Ein tiefroter herrlicher Sonnenaufgang hinter den Dünen brachte die erste Hitze des Tages. Sie ritten den Morgen hindurch, dann ließ Ateras gegen Mittag Sonnensegel aufbauen, um eine Pause einzulegen. 

„Wir müssen besprechen wie es weitergeht. Was sind eure Pläne, Josuan?", fragte der Elb geradeheraus.

„Wir haben einen Auftrag, den wir weiter verfolgen. Werdet ihr weiterhin bei uns bleiben? Oder könnt ihr uns zumindest raten, wohin wir von hier aus am besten gehen?", fragte Josuan mit gerunzelter Stirn.

„Hmm, unser Auftrag lautet, euch so gut wie möglich zu unterstützen. Erst einmal müssen wir so schnell es geht die Wüste gen Osten verlassen. Der Weg durch das Gebirge Zin wird sicher auch nicht leicht und ich schlage vor den Fasua-Pass zu nutzen. Danach kommt es darauf an, wo ihr hin wollt?", fasste der Nachtelb seine Überlegungen zusammen. 

„Wir werden darüber nachdenken, Ateras. Danke für alles. Wir wussten nicht, dass wir Freunde in Zinoka haben", bemerkte Josuan dankbar.

„Sobald die Hitze nachlässt, werden wir weiterziehen. Das wird ungefähr zur vierten Stunde sein." Die beiden Männer nickten sich zu und Ateras fuhr fort: „Semio, Tonyar, Suaso und Nassia kommt bitte mit. Ich möchte hören, was in Zinoka vorgefallen ist."

Die Thronfolgerin sah, wie Bennoli die Augen verdrehte. Katu zischte: „Geht das mit der Heimlichtuerei hier also weiter?" Der ehemalige Tierhüter grinste die zwei Ausgeschlossenen frech an.

Sie entfernten sich ein Stück vom Rest der Gruppe, dann sagte Ateras: „Semio.

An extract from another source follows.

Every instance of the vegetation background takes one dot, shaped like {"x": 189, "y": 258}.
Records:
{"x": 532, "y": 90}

Ich will nie wieder, dass du Befehle missachtest. Gerade hier draußen bin ich darauf angewiesen, dass ich mich auf euch verlassen kann." Als der Elb Semios empörten Blick sah, fuhr er etwas großzügiger fort: „Ich weiß, ich weiß. Ohne dich hätten wir nie alle fünf befreit. Aber es war zu gefährlich. Nicht nur für dich, sondern auch für uns."

„Tsato hat mir den Befehl gegeben, was ich nicht in die Nachricht schreiben konnte. Und denk daran, wir sind alle Hauptleute", fuhr Semio ihn an und mit einem Seitenblick auf Nassia sagte er: „Zumindest fast alle."

Ateras sah ihn skeptisch an und kommentierte dann provokant: „Komisch, dass du das erst hier erwähnst und nicht schon in Zinoka gegenüber Tsato." 

Empört starrte ihr Freund den Elb an und erkundigte sich drohend: „Nennst du mich einen Feigling?" 

„Semio", schaltete sich Suaso versöhnlich ein. „Einer hier muss die Entscheidungen treffen und das ist im Augenblick Ateras." Ihr Freund funkelte den Sprecher grollend an, sagte aber nichts. Der Mann strahlte eine Autorität aus, der man sich besser nicht widersetzte. 

Tonyar nickte düster und richtete ihre Worte direkt an den ehemaligen Tierhüter: „Kannst du dir vorstellen, was für Sorgen du uns bereitest hast? Wir wussten nicht, ob du noch kommst oder ob wir kostbare Zeit verschenken." Sprachlos erwiderte ihr Freund Tonyars Blick.

Ateras hüstelte übertrieben und bekräftigte erneut: „Ich würde jetzt wirklich gerne erfahren was bei euch passiert ist, Semio." Der Tierhüter wandte sich zu dem Elb, aber seine Augen ruhten noch immer auf Tonyar. 

Er erklärte: „Wir hatten großes Glück." 

„Na, das glaube ich auch!", rief Ateras und setzte sich mit verschränkten Armen im Schneidersitz auf seinen Umhang. Suaso hatte ein weiteres Sonnensegel dabei, unter dem sich alle niederließen. Daraufhin berichtete Semio, was Nassia und ihm widerfahren war. Kreisend ging eine Wasserflasche herum und sie merkten gar nicht, wie die Zeit verging. 

„Wer hätte das gedacht", sinnierte Ateras schließlich. „Hilfe von Fisto. Ihr habt nicht nur Glück gehabt, das war fast schon Vorsehung." 

„Traut ihr Sinara und Waf?", fragte Suaso. 

„Ich glaube nicht, dass sie uns schaden würden. Vielleicht werden sie Fisto weiter Bericht erstatten. Aber sonst habe ich keine Einwände dagegen, dass sie mitkommen", meinte Semio. Er fuhr fort: „Es gibt noch etwas was ihr wissen solltet."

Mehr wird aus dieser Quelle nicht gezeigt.